If we take a closer look at concurrency, we’ll see that operations like get and compare/ read and save are non-atomic. If we want to implement atomicity, we can also implement it with LUA scripts.

But in our case, since the buying campaign can only place one bottle at a time, it can be implemented based not on LUA script but on the atomicity of Redis itself.

Long currStock = redistemplate.opsForHash ().increment("key", "stock", -1);Copy the code

No, the inventory check in the code is “gilding the lily”.

public SeckillActivityRequestVO seckillHandle(SeckillActivityRequestVO request) {SeckillActivityRequestVO response; String key = "key:" + request.getSeckillId(); String val = UUID.randomUUID().toString(); try { Boolean lockFlag = distributedLocker.lock(key, val, 10, TimeUnit.SECONDS); if (! LockFlag) {// service exception} // user activity check // inventory check, Based on atomic redis itself to ensure Long currStock = stringRedisTemplate. OpsForHash (). The increment (key + ": the info", "stock", 1); If (currStock < 0) {if (currStock < 0) { // The service is abnormal. Log. error(" no stock "); } else {/ / / / generated order issued orders to create successful event / / building response}} finally {distributedLocker. SafedUnLock (key, val); } return response; }Copy the code

Is distributed lock necessary

After improvement, it can be found that we can also ensure that the inventory will not be oversold by virtue of Redis’ atomic deduction.

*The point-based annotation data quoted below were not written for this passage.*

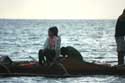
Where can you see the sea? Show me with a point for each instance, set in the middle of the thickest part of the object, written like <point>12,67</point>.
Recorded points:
<point>20,39</point>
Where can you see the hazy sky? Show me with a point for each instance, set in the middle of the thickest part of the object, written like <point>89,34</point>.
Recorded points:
<point>61,9</point>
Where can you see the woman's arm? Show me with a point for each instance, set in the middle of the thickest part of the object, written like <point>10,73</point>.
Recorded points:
<point>46,44</point>
<point>58,45</point>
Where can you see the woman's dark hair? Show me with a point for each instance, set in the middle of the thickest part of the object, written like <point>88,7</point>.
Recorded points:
<point>54,30</point>
<point>124,11</point>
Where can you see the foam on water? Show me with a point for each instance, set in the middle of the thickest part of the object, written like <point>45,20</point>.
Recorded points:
<point>93,38</point>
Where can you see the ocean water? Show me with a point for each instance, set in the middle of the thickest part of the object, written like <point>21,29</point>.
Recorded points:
<point>20,39</point>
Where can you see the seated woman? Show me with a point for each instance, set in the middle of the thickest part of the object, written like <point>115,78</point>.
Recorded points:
<point>51,46</point>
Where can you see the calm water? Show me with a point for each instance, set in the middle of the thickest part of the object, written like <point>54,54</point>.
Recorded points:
<point>20,39</point>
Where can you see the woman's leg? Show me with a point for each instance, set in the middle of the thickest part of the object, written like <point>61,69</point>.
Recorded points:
<point>41,57</point>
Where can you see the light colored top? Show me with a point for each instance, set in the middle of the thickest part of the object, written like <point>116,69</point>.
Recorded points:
<point>54,44</point>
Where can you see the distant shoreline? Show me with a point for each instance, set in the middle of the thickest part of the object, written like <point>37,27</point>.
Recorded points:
<point>58,19</point>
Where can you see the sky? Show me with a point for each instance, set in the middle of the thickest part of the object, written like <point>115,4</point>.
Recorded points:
<point>61,9</point>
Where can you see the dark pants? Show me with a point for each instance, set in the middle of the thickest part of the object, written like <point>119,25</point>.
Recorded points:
<point>121,58</point>
<point>46,56</point>
<point>120,42</point>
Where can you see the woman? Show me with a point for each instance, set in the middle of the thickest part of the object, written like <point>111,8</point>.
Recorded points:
<point>51,47</point>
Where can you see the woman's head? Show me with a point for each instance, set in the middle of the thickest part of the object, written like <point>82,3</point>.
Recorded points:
<point>124,12</point>
<point>53,31</point>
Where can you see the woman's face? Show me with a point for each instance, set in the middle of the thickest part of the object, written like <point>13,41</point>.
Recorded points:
<point>50,34</point>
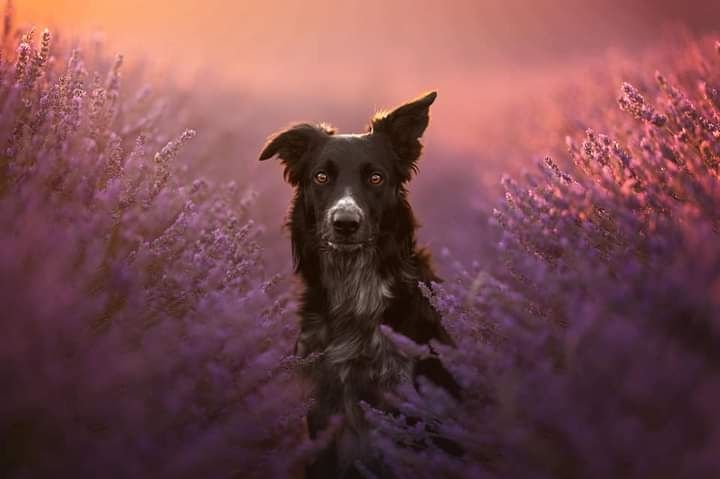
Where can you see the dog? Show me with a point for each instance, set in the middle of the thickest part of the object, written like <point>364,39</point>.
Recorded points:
<point>353,243</point>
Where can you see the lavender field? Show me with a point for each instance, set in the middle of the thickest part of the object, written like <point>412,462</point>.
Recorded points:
<point>148,302</point>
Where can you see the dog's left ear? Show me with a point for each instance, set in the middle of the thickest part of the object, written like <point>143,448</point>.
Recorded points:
<point>293,145</point>
<point>405,126</point>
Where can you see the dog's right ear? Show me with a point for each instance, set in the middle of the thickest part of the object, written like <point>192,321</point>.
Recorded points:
<point>292,145</point>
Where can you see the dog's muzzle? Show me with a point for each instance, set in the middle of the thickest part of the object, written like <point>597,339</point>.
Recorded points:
<point>345,221</point>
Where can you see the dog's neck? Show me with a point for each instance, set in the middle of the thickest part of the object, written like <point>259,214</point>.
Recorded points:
<point>354,285</point>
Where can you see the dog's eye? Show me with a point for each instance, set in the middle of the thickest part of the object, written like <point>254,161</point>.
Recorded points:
<point>375,179</point>
<point>321,178</point>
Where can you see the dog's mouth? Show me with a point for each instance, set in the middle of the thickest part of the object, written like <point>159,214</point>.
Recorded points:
<point>345,246</point>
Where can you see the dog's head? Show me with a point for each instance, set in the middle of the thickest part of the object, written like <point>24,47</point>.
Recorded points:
<point>350,183</point>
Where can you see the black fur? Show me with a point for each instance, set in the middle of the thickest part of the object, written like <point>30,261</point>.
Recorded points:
<point>353,243</point>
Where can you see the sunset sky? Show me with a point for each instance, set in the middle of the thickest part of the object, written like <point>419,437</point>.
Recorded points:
<point>309,60</point>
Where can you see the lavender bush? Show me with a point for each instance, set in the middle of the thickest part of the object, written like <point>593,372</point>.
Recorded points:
<point>145,331</point>
<point>141,334</point>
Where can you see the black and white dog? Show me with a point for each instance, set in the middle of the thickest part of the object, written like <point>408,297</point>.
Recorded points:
<point>353,242</point>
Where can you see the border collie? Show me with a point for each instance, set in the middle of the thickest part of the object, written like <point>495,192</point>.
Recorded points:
<point>353,243</point>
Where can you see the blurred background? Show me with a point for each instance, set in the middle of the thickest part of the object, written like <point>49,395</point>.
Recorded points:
<point>513,76</point>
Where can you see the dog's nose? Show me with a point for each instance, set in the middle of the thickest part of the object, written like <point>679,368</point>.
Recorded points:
<point>346,222</point>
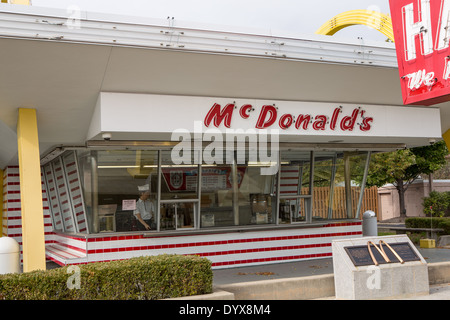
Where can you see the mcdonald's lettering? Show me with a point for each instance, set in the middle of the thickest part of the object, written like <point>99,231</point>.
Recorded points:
<point>269,115</point>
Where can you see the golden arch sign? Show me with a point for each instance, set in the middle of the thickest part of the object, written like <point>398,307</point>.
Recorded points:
<point>373,19</point>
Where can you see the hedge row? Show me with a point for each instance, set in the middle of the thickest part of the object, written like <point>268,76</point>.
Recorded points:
<point>143,278</point>
<point>423,222</point>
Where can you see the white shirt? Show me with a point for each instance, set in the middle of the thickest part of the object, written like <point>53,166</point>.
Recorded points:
<point>144,208</point>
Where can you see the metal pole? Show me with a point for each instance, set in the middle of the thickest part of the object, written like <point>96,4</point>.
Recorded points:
<point>235,191</point>
<point>348,185</point>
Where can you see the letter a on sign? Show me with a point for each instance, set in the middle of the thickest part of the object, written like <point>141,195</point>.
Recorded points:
<point>422,35</point>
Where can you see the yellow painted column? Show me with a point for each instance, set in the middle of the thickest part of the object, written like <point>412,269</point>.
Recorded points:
<point>33,241</point>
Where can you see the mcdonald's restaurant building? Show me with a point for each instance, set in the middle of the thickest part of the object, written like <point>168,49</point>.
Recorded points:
<point>245,147</point>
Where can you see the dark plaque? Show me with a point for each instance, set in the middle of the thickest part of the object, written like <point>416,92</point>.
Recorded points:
<point>360,255</point>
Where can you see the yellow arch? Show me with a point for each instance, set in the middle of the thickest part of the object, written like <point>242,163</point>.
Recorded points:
<point>373,19</point>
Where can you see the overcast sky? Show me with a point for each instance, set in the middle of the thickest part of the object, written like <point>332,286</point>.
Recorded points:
<point>299,16</point>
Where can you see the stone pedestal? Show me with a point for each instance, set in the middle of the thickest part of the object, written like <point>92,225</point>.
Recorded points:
<point>385,281</point>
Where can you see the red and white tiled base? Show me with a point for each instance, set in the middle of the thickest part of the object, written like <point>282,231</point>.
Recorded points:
<point>225,250</point>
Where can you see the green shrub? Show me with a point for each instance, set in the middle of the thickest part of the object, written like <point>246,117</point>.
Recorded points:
<point>425,222</point>
<point>437,204</point>
<point>148,278</point>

That’s right. But without this layer of locking, all requests come in through the business logic, which increases the pressure on other systems because they depend on them.

This increases performance loss and service instability, which is more than worth the cost. Some traffic can be intercepted to some extent based on distributed locks.

② Selection of distributed lock

RedLock has been proposed to implement distributed locking. RedLock is more reliable, but at the expense of performance.

In this scenario, this increase in reliability is not nearly as cost-effective as the increase in performance. For scenarios with high reliability requirements, RedLock can be used.

③ Think again about the need for distributed locks

The Bug needed an urgent fix to go live, so we optimized it and rolled it out immediately after pressing it in our test environment.

This optimization proved to be successful, with a slight performance improvement and no oversold in the case of distributed lock failure.

But is there room for improvement? Some! Since the service is clustered, we can spread the inventory evenly across each server in the cluster and broadcast notifications to each server in the cluster.

The gateway layer performs a hash algorithm based on the user ID to determine which server to send the request to. This allows for inventory deductions and judgments based on the application cache.

// Preinitialize by message, Private static ConcurrentHashMap<Long, Boolean> SECKILL_FLAG_MAP = new ConcurrentHashMap<>(); // Pre-set by message. HashMapprivate static Map<Long, AtomicInteger> SECKILL_STOCK_MAP = new HashMap<>(); . public SeckillActivityRequestVO seckillHandle(SeckillActivityRequestVO request) {SeckillActivityRequestVO response; Long seckillId = request.getSeckillId(); if(! Seckill_flag_map. get(requestseckillId)) {// Service exception} // User activity check // inventory check if(SECKILL_STOCK_MAP.get(seckillId).decrementAndGet() < 0) { SECKILL_FLAG_MAP.put(seckillId, false); // Service exception} // generate order // issue order creation success event // build response return response; }Copy the code

By doing this, we don’t need to rely on Redis at all. Both performance and security can be further improved!

Of course, this solution does not take into account complex scenarios such as dynamic capacity expansion and shrinkage of the machine, and if these are to be considered, it is better to directly consider a distributed lock solution.

Oversold of scarce goods is a major accident. If the number of oversold is large, it will even bring a very serious business impact and social impact to the platform.

After this accident, LET me realize that no line of code in the project should be taken lightly, otherwise in some scenarios, these normal working code will become a deadly killer!

As a developer, when designing a development plan, it is important to consider the plan thoroughly. How to take the plan into consideration? Only keep on learning!